Today’s devotional is dedicated to Psalm 19:12-14 — David’s prayer to be cleansed from sin. Jesus taught to acknowledge the Father with the Disciples prayer. Paul taught the early church to pray for spiritual wisdom. David’s prayers in the book of Psalms cover a wide range of emotional needs, but in Psalm 19 his focus is on being cleansed of his sins.
Verse 12 gives us a true sense of Jesus’ words in Matthew 26:41, “The spirit is indeed willing, but the flesh is weak.” Jesus spoke these words to the disciples after praying in Gethsemane and finding them asleep the first time. Ironically, verse 41 starts with the words “Watch and pray, that ye enter not into temptation“, — temptation being the entrance to sin.

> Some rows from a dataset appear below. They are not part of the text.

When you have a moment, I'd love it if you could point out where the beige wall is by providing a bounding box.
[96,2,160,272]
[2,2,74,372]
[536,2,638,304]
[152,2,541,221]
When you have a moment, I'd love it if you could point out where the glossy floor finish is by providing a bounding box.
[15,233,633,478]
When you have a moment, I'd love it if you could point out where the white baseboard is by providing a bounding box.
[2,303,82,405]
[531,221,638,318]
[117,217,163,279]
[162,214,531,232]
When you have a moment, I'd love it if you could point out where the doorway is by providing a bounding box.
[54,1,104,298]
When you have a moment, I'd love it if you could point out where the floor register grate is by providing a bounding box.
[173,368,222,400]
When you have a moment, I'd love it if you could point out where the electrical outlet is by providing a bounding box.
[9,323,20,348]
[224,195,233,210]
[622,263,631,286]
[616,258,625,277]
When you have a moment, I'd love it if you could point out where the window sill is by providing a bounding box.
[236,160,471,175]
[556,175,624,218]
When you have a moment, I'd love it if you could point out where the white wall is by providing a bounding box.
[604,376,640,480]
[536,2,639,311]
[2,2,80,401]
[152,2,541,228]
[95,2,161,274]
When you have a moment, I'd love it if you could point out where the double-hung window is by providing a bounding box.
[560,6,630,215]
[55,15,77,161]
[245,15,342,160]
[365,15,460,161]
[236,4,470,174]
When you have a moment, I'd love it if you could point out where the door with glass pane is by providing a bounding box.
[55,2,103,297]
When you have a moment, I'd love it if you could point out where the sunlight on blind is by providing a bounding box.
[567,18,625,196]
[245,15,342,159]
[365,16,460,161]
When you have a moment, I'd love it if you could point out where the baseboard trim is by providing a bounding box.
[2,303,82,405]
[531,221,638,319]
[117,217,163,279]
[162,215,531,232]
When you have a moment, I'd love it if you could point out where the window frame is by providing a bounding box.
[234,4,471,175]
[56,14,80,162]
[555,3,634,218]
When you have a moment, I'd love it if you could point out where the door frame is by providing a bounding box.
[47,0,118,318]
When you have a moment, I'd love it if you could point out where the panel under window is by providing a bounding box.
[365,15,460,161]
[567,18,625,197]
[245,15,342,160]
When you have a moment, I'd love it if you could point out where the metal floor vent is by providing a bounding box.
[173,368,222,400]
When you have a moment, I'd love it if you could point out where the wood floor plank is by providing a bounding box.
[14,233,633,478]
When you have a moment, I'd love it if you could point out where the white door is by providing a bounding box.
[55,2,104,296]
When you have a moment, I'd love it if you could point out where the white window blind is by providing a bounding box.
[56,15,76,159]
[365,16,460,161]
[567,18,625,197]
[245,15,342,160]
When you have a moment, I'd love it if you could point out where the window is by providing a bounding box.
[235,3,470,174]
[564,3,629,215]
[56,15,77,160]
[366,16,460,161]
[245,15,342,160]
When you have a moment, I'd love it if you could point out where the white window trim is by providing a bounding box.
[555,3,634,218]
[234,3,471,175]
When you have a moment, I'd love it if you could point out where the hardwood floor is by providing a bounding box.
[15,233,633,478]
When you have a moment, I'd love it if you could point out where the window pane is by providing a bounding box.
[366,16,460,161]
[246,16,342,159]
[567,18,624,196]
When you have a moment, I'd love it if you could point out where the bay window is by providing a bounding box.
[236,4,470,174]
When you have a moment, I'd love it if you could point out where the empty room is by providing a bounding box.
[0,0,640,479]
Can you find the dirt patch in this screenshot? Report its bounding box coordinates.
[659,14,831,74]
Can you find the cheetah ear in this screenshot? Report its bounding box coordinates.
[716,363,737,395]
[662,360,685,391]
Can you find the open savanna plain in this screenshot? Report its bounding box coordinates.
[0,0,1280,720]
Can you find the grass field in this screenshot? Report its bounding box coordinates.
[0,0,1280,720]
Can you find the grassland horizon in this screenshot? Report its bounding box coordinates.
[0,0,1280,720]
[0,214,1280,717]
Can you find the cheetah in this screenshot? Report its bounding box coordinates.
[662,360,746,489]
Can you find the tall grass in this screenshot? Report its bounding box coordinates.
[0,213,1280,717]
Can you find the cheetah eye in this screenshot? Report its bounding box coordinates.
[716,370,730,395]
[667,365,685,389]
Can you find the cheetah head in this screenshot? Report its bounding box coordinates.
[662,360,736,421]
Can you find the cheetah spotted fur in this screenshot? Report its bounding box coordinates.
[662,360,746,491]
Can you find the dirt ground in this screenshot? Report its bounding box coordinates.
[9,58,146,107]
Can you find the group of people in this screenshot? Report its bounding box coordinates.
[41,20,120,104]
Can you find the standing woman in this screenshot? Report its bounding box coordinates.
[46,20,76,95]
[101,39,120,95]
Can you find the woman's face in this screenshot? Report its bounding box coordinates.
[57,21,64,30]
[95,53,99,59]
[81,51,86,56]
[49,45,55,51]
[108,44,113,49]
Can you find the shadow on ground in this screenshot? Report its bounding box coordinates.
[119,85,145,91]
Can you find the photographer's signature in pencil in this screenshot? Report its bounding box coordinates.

Psalm 19:12 also prompts us to hearken the words of Paul in Romans 7:15 (NIV), “I do not understand what I do. For what I want to do I do not do, but what I hate I do.” David is asking God, “what man can understand the errors of his own ways?” Although separated by centuries, David recognizes the same exact struggles Paul describes — having a spirit aligned with God’s law, but flesh that is sinful by its very nature. The exact same struggles that we face today, some 2,000 years after Paul’s writing.
What God considers sin is often much different from what we believe to be sin. As such, there are times when we are not even conscious of our sins. This may be what David is referring to when he writes, “Cleanse thou me from secret faults.” A clearer understanding might be, “Declare me innocent of sins I am unaware of.” It also has to be considered that David may be asking forgiveness of sins only known to him and God — faults known to the Lord but may never be known by others.
Verse 13 shows David’s understanding that God is all-knowing, and his willingness to be fully vulnerable — spiritually “naked” before Him. Without diving into Hebrew root meanings, we understand “presumptuous sins” to be acts of sin willfully committed against God’s law, often with pride and arrogance, as the Hebrew text suggests. David is acknowledging that a prideful heart leads to sin and risks falling away from God — what he calls “the great transgression.” But a humble heart is one that seeks God, aligns with Him, and finds righteousness.
The closing of Davids prayer echoes commands we see throughout Scripture. We are taught to be mindful of our tongues, to speak with clean conversation, and for the thoughts our hearts to be clean as well. In this way, as followers of Christ, we are examples to others of what being Christ-like is — and this is acceptable to God. All sin begins in the thoughts of our hearts, and proverbial fires are kindled with the sparks of our tongues. Proverbs 23:7 teaches us, “For as he thinketh in his heart, so he is.” And Jesus warns us in Matthew 12:36, “Every idle word that men shall speak, they shall give account thereof in the day of judgment.”
These two verses strike at the very heart of the origin of sin — how we are shaped by thoughts we dwell on, and the weight and gravity of what we choose to speak — both inwardly and outwardly.
David’s Psalms embody the meaning of God’s words “A man after my own heart” (Acts 13:22), and Psalm 19:12-14 is no exception. In this passage we learn that pride and arrogance often lie at the root of sins we are aware of, and that there are sins we are not aware of. We see that we can pray for protection from a prideful heart and ask forgiveness for the sins we do not recognize. And when we these are our prayers, the Lord is faithful to strengthen us, cleanse us, and redeem us.